Investment in processes and technology that provide the necessary protection. Confidence in the solutions utilized and a successful track record for customer review. Transparency to customers also helps with reputation.
IBM Analytics
Q #4 : How do you keep your fraud analysis solution up to date so that you can continually address threats as they arise by constantly evolving your tactics?
IBM Analytics
Please post your replies to Q #4 here..
Chris Surdak
Easy, assume that it isn't and that you'll need to change/update within 6 month.
Chris Surdak
the threats are not only not static, they're accelerating!
Tim Crawford
Think of your solution as a product that must always evolve, is never complete and must always stay one step ahead.
Jane Hendricks
Probably no magic timeline for updates. Automation, notification and alerts should be part of the strategy put in place
Dez Blanchfield
- collaboration, sharing models, publishing findings, validating and peer review of platforms, and moving at least as fast as the bad agents.
Chris Surdak
Like the identity theft services that tell you you've been hacked after the fact... too late then.
Dez Blanchfield
@CSurdak - there's a risk in cost and fear assuming you're always broken though.. but it's a KPI to map at some scale.
Dez Blanchfield
@CSurdak - while the incentives are high, the interest is going to always remain high..
Chris Surdak
@dez_blanchfield Invest at least as much in blackhats as you do for whitehats. Hack yourself on a regular basis.
Jane Hendricks
It probably also depends on your specific fraud use case. Some may need real-time monitoring some may have a longer tail. #machinelearningneedspeopletoo
Zeydy Ortiz, PhD
Going back to what @dez_blanchfield was saying at the beginning, need a good Strategy from the start
Chris Surdak
@jane_hendricks And the longer the tail, the worse it gets.

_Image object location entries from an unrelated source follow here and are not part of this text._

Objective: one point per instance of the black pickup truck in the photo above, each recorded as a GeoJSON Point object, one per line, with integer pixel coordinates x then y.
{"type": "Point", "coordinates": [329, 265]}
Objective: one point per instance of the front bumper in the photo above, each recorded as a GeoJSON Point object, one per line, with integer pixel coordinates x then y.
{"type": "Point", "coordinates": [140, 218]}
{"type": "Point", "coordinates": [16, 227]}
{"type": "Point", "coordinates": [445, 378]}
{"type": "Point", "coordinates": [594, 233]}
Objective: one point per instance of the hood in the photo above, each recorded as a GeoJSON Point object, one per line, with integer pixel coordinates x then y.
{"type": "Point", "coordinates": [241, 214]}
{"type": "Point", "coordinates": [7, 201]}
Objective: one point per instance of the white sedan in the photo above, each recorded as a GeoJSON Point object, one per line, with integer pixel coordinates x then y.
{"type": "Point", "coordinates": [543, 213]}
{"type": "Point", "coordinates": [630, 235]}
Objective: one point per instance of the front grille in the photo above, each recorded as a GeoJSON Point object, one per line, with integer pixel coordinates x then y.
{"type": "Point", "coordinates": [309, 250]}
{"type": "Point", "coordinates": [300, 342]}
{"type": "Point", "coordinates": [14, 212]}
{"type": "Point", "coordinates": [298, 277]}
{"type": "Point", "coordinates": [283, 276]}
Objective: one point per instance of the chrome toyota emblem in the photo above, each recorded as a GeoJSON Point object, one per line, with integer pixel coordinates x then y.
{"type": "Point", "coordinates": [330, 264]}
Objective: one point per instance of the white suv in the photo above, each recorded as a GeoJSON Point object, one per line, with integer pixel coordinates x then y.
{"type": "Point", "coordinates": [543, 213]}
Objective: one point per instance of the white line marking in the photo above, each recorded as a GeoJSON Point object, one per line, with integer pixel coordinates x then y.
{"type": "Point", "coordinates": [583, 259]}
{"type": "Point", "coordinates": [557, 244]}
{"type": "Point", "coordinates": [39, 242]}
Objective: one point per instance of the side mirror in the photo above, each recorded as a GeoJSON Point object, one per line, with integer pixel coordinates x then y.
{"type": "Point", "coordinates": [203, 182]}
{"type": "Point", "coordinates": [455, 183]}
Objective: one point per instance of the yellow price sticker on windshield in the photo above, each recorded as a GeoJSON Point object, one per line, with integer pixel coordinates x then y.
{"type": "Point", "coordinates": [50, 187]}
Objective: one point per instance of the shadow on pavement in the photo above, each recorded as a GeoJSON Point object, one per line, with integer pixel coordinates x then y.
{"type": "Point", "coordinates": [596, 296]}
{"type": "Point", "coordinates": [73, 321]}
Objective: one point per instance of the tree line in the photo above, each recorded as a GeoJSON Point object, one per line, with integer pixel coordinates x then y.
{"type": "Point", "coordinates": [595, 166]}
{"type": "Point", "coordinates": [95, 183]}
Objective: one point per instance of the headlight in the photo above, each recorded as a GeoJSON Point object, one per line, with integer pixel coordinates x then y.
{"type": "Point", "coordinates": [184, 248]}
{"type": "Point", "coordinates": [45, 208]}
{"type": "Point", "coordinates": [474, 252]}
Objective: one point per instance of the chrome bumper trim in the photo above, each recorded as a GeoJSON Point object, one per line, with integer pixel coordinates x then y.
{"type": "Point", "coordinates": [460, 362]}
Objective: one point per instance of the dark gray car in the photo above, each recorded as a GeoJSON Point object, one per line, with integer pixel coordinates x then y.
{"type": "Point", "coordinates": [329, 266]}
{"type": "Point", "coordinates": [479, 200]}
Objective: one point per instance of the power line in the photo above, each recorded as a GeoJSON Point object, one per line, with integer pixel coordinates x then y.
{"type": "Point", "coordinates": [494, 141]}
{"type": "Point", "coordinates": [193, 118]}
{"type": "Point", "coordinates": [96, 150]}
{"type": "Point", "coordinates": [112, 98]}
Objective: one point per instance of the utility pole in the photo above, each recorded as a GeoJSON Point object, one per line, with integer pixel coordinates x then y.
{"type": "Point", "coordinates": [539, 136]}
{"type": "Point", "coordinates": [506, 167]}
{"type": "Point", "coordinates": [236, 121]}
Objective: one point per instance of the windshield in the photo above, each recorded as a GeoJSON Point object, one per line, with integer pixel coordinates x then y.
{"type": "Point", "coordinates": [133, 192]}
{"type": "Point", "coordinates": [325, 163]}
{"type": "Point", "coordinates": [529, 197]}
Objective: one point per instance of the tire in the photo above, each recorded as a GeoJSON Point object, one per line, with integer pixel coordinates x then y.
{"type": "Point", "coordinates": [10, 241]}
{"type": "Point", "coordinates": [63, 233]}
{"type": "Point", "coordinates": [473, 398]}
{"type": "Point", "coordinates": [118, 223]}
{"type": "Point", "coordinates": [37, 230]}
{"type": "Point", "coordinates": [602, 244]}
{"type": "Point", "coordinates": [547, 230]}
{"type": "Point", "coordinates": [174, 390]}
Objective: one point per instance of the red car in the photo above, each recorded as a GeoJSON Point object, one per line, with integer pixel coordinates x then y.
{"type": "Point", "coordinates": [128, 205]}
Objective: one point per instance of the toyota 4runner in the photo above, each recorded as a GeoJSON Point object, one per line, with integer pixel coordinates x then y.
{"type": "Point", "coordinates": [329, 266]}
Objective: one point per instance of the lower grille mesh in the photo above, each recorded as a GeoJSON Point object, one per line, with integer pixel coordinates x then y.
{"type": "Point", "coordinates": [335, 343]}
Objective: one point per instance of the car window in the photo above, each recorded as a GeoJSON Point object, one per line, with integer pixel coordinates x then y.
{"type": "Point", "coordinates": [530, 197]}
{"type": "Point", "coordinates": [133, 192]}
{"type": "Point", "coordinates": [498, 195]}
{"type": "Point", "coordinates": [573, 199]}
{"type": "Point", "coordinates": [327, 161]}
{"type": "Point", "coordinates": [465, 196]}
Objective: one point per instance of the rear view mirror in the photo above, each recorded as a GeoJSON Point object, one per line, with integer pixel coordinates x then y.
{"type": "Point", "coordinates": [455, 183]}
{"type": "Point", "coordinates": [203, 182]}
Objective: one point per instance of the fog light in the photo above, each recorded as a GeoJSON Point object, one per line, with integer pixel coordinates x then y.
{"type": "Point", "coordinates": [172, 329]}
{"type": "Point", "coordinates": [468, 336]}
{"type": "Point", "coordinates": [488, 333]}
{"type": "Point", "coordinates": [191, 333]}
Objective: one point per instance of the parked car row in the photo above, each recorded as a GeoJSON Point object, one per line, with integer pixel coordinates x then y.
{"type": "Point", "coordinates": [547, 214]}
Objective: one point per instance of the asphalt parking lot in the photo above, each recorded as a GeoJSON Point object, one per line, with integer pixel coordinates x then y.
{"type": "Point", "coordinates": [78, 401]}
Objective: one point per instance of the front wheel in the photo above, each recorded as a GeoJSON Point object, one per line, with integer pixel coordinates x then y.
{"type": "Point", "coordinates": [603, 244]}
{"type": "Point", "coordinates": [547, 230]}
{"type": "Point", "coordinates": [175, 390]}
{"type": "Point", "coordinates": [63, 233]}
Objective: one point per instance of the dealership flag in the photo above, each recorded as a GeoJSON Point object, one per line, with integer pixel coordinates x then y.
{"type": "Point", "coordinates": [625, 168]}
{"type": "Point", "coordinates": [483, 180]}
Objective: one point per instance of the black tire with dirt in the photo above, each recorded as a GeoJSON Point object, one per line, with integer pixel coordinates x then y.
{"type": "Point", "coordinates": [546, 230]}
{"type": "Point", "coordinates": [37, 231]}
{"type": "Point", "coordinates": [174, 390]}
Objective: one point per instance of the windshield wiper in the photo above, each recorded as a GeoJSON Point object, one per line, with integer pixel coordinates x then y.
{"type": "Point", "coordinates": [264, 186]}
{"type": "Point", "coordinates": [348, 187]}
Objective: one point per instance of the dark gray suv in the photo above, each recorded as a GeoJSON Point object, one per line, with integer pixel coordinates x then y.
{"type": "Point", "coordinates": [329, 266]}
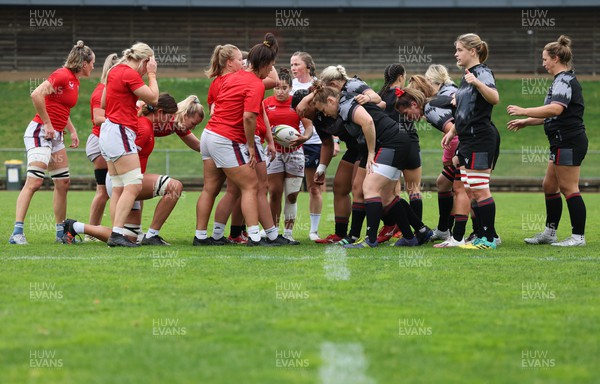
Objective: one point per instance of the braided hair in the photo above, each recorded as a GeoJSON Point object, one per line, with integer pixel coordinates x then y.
{"type": "Point", "coordinates": [390, 75]}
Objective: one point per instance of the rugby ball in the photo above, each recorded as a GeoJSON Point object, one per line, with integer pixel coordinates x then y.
{"type": "Point", "coordinates": [283, 134]}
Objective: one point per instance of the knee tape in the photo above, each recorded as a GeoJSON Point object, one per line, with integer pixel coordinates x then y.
{"type": "Point", "coordinates": [478, 180]}
{"type": "Point", "coordinates": [41, 154]}
{"type": "Point", "coordinates": [36, 172]}
{"type": "Point", "coordinates": [115, 182]}
{"type": "Point", "coordinates": [133, 177]}
{"type": "Point", "coordinates": [100, 175]}
{"type": "Point", "coordinates": [448, 172]}
{"type": "Point", "coordinates": [292, 185]}
{"type": "Point", "coordinates": [290, 210]}
{"type": "Point", "coordinates": [464, 178]}
{"type": "Point", "coordinates": [61, 173]}
{"type": "Point", "coordinates": [160, 186]}
{"type": "Point", "coordinates": [132, 230]}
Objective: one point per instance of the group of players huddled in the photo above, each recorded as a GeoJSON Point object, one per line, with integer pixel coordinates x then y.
{"type": "Point", "coordinates": [379, 131]}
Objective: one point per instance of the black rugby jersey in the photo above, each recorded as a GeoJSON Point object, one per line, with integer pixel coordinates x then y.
{"type": "Point", "coordinates": [439, 111]}
{"type": "Point", "coordinates": [447, 90]}
{"type": "Point", "coordinates": [387, 131]}
{"type": "Point", "coordinates": [473, 112]}
{"type": "Point", "coordinates": [566, 91]}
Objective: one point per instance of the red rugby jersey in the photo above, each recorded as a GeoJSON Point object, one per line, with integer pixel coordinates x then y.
{"type": "Point", "coordinates": [240, 92]}
{"type": "Point", "coordinates": [120, 100]}
{"type": "Point", "coordinates": [144, 140]}
{"type": "Point", "coordinates": [59, 103]}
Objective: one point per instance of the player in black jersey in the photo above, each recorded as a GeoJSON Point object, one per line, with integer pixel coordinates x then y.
{"type": "Point", "coordinates": [342, 184]}
{"type": "Point", "coordinates": [562, 116]}
{"type": "Point", "coordinates": [477, 150]}
{"type": "Point", "coordinates": [441, 116]}
{"type": "Point", "coordinates": [328, 129]}
{"type": "Point", "coordinates": [388, 147]}
{"type": "Point", "coordinates": [394, 77]}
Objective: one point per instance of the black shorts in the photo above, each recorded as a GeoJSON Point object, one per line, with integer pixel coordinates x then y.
{"type": "Point", "coordinates": [312, 155]}
{"type": "Point", "coordinates": [351, 155]}
{"type": "Point", "coordinates": [363, 155]}
{"type": "Point", "coordinates": [569, 152]}
{"type": "Point", "coordinates": [413, 158]}
{"type": "Point", "coordinates": [479, 154]}
{"type": "Point", "coordinates": [397, 157]}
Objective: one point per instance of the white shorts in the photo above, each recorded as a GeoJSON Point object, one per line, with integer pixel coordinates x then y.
{"type": "Point", "coordinates": [136, 204]}
{"type": "Point", "coordinates": [224, 152]}
{"type": "Point", "coordinates": [34, 138]}
{"type": "Point", "coordinates": [291, 163]}
{"type": "Point", "coordinates": [387, 171]}
{"type": "Point", "coordinates": [259, 150]}
{"type": "Point", "coordinates": [116, 140]}
{"type": "Point", "coordinates": [92, 147]}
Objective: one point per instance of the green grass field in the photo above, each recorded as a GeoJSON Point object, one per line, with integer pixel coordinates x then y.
{"type": "Point", "coordinates": [308, 314]}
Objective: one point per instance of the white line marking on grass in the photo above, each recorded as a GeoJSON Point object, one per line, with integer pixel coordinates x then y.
{"type": "Point", "coordinates": [124, 256]}
{"type": "Point", "coordinates": [343, 363]}
{"type": "Point", "coordinates": [335, 264]}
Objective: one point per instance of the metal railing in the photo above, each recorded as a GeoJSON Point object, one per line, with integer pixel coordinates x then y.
{"type": "Point", "coordinates": [527, 163]}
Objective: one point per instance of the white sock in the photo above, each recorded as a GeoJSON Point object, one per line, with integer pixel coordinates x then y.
{"type": "Point", "coordinates": [315, 218]}
{"type": "Point", "coordinates": [152, 233]}
{"type": "Point", "coordinates": [218, 230]}
{"type": "Point", "coordinates": [549, 231]}
{"type": "Point", "coordinates": [253, 233]}
{"type": "Point", "coordinates": [272, 232]}
{"type": "Point", "coordinates": [78, 227]}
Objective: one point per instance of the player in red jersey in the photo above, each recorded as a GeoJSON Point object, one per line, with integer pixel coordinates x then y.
{"type": "Point", "coordinates": [226, 59]}
{"type": "Point", "coordinates": [53, 100]}
{"type": "Point", "coordinates": [189, 114]}
{"type": "Point", "coordinates": [92, 146]}
{"type": "Point", "coordinates": [287, 169]}
{"type": "Point", "coordinates": [153, 185]}
{"type": "Point", "coordinates": [228, 141]}
{"type": "Point", "coordinates": [117, 135]}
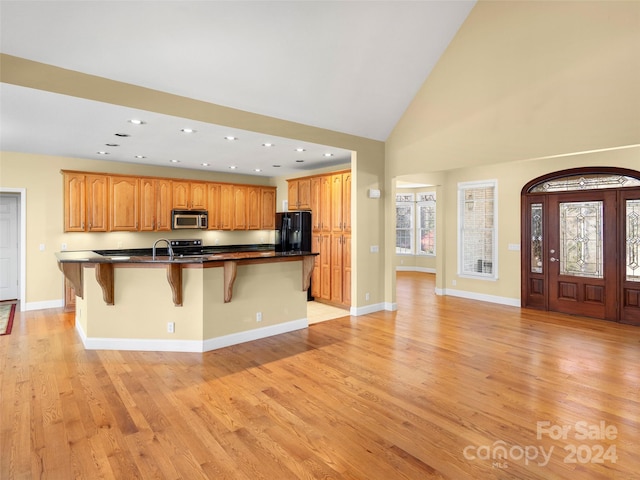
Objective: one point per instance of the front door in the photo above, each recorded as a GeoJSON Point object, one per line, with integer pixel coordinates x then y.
{"type": "Point", "coordinates": [581, 244]}
{"type": "Point", "coordinates": [582, 253]}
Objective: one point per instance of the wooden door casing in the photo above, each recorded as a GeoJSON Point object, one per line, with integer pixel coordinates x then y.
{"type": "Point", "coordinates": [615, 296]}
{"type": "Point", "coordinates": [583, 295]}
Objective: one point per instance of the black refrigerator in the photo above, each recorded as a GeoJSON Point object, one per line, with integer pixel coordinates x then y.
{"type": "Point", "coordinates": [293, 231]}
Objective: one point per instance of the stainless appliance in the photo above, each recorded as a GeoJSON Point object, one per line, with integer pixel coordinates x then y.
{"type": "Point", "coordinates": [189, 219]}
{"type": "Point", "coordinates": [293, 231]}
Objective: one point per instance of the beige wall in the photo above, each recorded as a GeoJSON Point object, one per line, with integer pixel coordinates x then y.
{"type": "Point", "coordinates": [143, 303]}
{"type": "Point", "coordinates": [523, 89]}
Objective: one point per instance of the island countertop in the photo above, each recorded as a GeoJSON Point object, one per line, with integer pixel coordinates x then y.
{"type": "Point", "coordinates": [205, 255]}
{"type": "Point", "coordinates": [72, 264]}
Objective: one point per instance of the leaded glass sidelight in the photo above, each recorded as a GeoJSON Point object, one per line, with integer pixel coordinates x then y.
{"type": "Point", "coordinates": [536, 238]}
{"type": "Point", "coordinates": [581, 247]}
{"type": "Point", "coordinates": [632, 216]}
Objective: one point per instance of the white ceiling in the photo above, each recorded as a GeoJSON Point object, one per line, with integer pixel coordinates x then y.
{"type": "Point", "coordinates": [348, 66]}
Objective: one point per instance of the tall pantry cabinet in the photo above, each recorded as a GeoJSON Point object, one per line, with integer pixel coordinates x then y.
{"type": "Point", "coordinates": [330, 204]}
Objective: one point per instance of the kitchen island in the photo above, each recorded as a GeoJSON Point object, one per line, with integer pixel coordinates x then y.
{"type": "Point", "coordinates": [132, 300]}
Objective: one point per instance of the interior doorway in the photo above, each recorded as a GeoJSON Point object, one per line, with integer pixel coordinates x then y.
{"type": "Point", "coordinates": [581, 243]}
{"type": "Point", "coordinates": [9, 246]}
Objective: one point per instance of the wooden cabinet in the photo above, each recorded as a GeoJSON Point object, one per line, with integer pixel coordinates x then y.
{"type": "Point", "coordinates": [341, 269]}
{"type": "Point", "coordinates": [325, 266]}
{"type": "Point", "coordinates": [86, 201]}
{"type": "Point", "coordinates": [346, 269]}
{"type": "Point", "coordinates": [155, 204]}
{"type": "Point", "coordinates": [124, 204]}
{"type": "Point", "coordinates": [299, 194]}
{"type": "Point", "coordinates": [268, 208]}
{"type": "Point", "coordinates": [239, 220]}
{"type": "Point", "coordinates": [314, 203]}
{"type": "Point", "coordinates": [346, 202]}
{"type": "Point", "coordinates": [213, 202]}
{"type": "Point", "coordinates": [330, 204]}
{"type": "Point", "coordinates": [337, 252]}
{"type": "Point", "coordinates": [69, 297]}
{"type": "Point", "coordinates": [226, 207]}
{"type": "Point", "coordinates": [190, 195]}
{"type": "Point", "coordinates": [325, 204]}
{"type": "Point", "coordinates": [254, 208]}
{"type": "Point", "coordinates": [103, 202]}
{"type": "Point", "coordinates": [75, 202]}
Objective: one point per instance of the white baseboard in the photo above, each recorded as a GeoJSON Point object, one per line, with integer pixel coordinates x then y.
{"type": "Point", "coordinates": [194, 346]}
{"type": "Point", "coordinates": [356, 311]}
{"type": "Point", "coordinates": [43, 305]}
{"type": "Point", "coordinates": [512, 302]}
{"type": "Point", "coordinates": [404, 268]}
{"type": "Point", "coordinates": [255, 334]}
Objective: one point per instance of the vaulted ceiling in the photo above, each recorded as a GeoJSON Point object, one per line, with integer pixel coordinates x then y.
{"type": "Point", "coordinates": [347, 66]}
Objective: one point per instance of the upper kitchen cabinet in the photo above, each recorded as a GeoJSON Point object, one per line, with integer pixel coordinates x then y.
{"type": "Point", "coordinates": [86, 202]}
{"type": "Point", "coordinates": [341, 202]}
{"type": "Point", "coordinates": [268, 220]}
{"type": "Point", "coordinates": [190, 195]}
{"type": "Point", "coordinates": [254, 208]}
{"type": "Point", "coordinates": [240, 204]}
{"type": "Point", "coordinates": [215, 211]}
{"type": "Point", "coordinates": [124, 204]}
{"type": "Point", "coordinates": [299, 194]}
{"type": "Point", "coordinates": [155, 204]}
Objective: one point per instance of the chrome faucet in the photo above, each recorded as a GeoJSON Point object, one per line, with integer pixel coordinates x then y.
{"type": "Point", "coordinates": [153, 257]}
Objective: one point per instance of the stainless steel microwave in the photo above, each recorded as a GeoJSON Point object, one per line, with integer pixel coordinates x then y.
{"type": "Point", "coordinates": [189, 219]}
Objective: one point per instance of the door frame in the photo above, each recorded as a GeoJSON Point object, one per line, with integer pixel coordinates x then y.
{"type": "Point", "coordinates": [535, 286]}
{"type": "Point", "coordinates": [22, 237]}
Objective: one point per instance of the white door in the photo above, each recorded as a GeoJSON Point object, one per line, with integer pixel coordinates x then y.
{"type": "Point", "coordinates": [8, 247]}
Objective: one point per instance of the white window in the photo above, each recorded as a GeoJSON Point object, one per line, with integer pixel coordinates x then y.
{"type": "Point", "coordinates": [477, 222]}
{"type": "Point", "coordinates": [404, 223]}
{"type": "Point", "coordinates": [426, 216]}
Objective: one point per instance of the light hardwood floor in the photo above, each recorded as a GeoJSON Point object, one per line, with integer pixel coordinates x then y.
{"type": "Point", "coordinates": [431, 391]}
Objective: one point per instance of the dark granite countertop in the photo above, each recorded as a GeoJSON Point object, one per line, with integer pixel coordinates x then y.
{"type": "Point", "coordinates": [194, 255]}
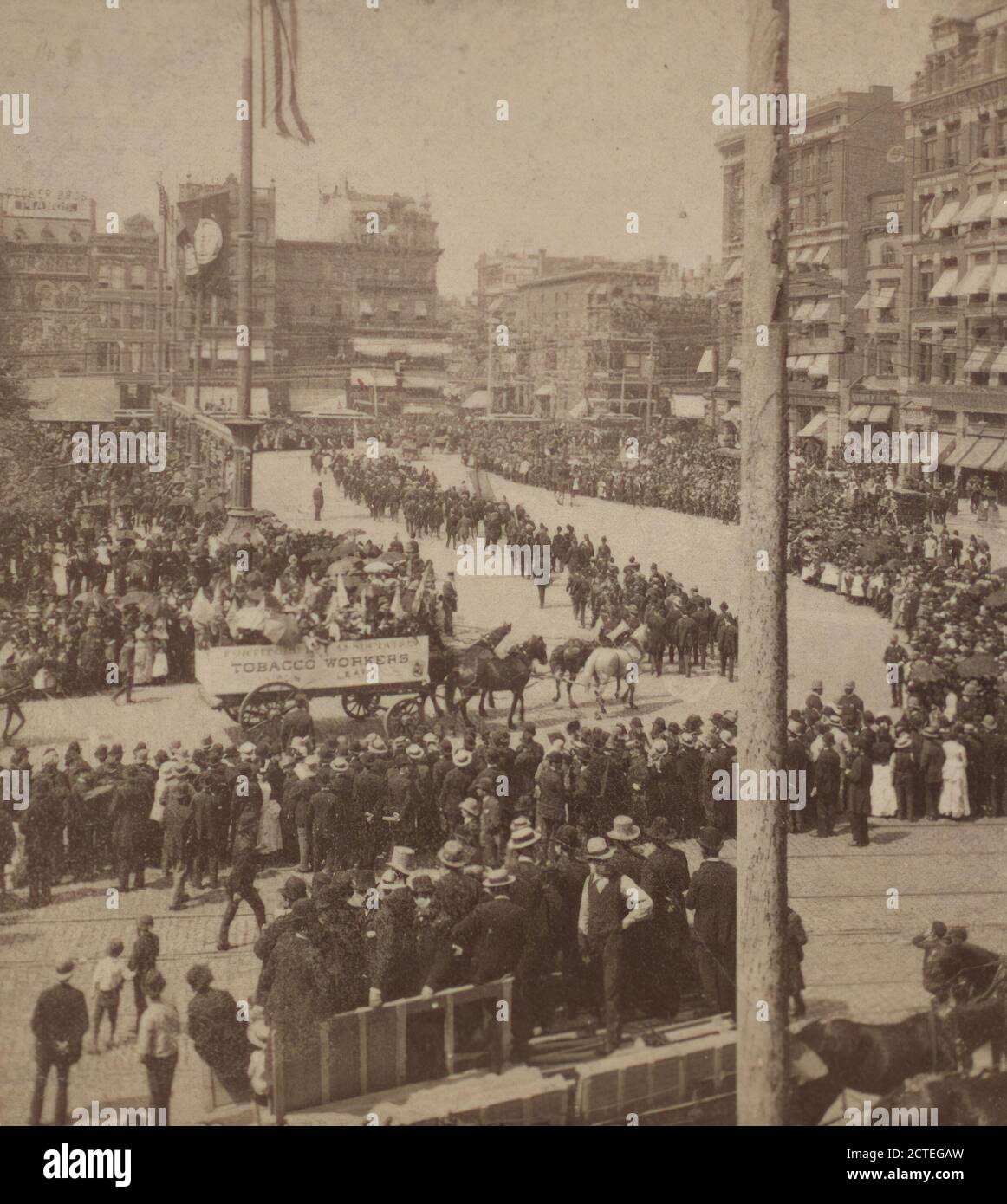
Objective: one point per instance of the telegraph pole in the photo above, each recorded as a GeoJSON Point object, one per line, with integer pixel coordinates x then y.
{"type": "Point", "coordinates": [762, 845]}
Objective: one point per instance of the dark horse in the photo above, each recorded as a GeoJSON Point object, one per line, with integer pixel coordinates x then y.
{"type": "Point", "coordinates": [454, 669]}
{"type": "Point", "coordinates": [511, 672]}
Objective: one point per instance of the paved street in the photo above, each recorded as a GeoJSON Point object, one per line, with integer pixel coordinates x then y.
{"type": "Point", "coordinates": [858, 957]}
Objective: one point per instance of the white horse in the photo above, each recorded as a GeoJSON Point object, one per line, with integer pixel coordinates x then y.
{"type": "Point", "coordinates": [615, 664]}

Repeat offenders always escalate.
Dez Blanchfield
@CSurdak - if you draw a risk model a a pyramid you find that you have to invert it to measure high risk against low value / high volume.
Ankita Asthana
@IBMbig Depending upon the type of model and its purpose (e.g. descriptive or predictive), various backtesting activities can be undertaken to keep solutions up to date like data stability, model stability and model calibration.data
jameskobielus
Your data scientists need to explore threat/fraud behavioral patterns on your production systems, feed those updated threat/fraud signatures, plus rules, into your internal remediation and external customer engagement workflows.
Jane Hendricks
@CSurdak on the plus side, repeat offenders often use a similar and catch-able pattern. It's the new patterns I worry about...
Dez Blanchfield
- #fraud is never going to be a "solved issue", any more than spam or data breaches are, so you have to establish a high water mark you can maintain and manage.
Chris Surdak
@jane_hendricks YES! Don't get comfortable with your own approaches. Throw a monkey wrench in every once in a while. That's what the offense is doing to you.
Dez Blanchfield
@jane_hendricks - Jane we can't keep every day things like OS X and Windows "updates" working sensibly, multiple the risk model to apply #fraud and the challenge is frighteningly larger ;-)
Dez Blanchfield
@jane_hendricks - indeed, it's not the script kiddies you need to worry about, and more so it's probably not the rogue operators any more either, but soon we'll face rogue nations in this space !
IBM Analytics
On that note, let us jump to question #5 at the top of your screen.
Chris Surdak
@dez_blanchfield The best hacks are on 15 year old tech that most people have forgotten. Look at threats to the cell phone stack, for instance.
John Furrier
machine learning will be a key part of having fresh technology in the mix
Adel de Meyer
Use analytics to find out where controls are not working or are ineffective and don’t forget to look for controls that cannot be governed by application control settings. #predictiveeverywhere
Craig Brown, Ph.D.
Proper use of #data #analytics and #predictive #analytics with a teaspoon of good data science and some luck wouldn't hurt.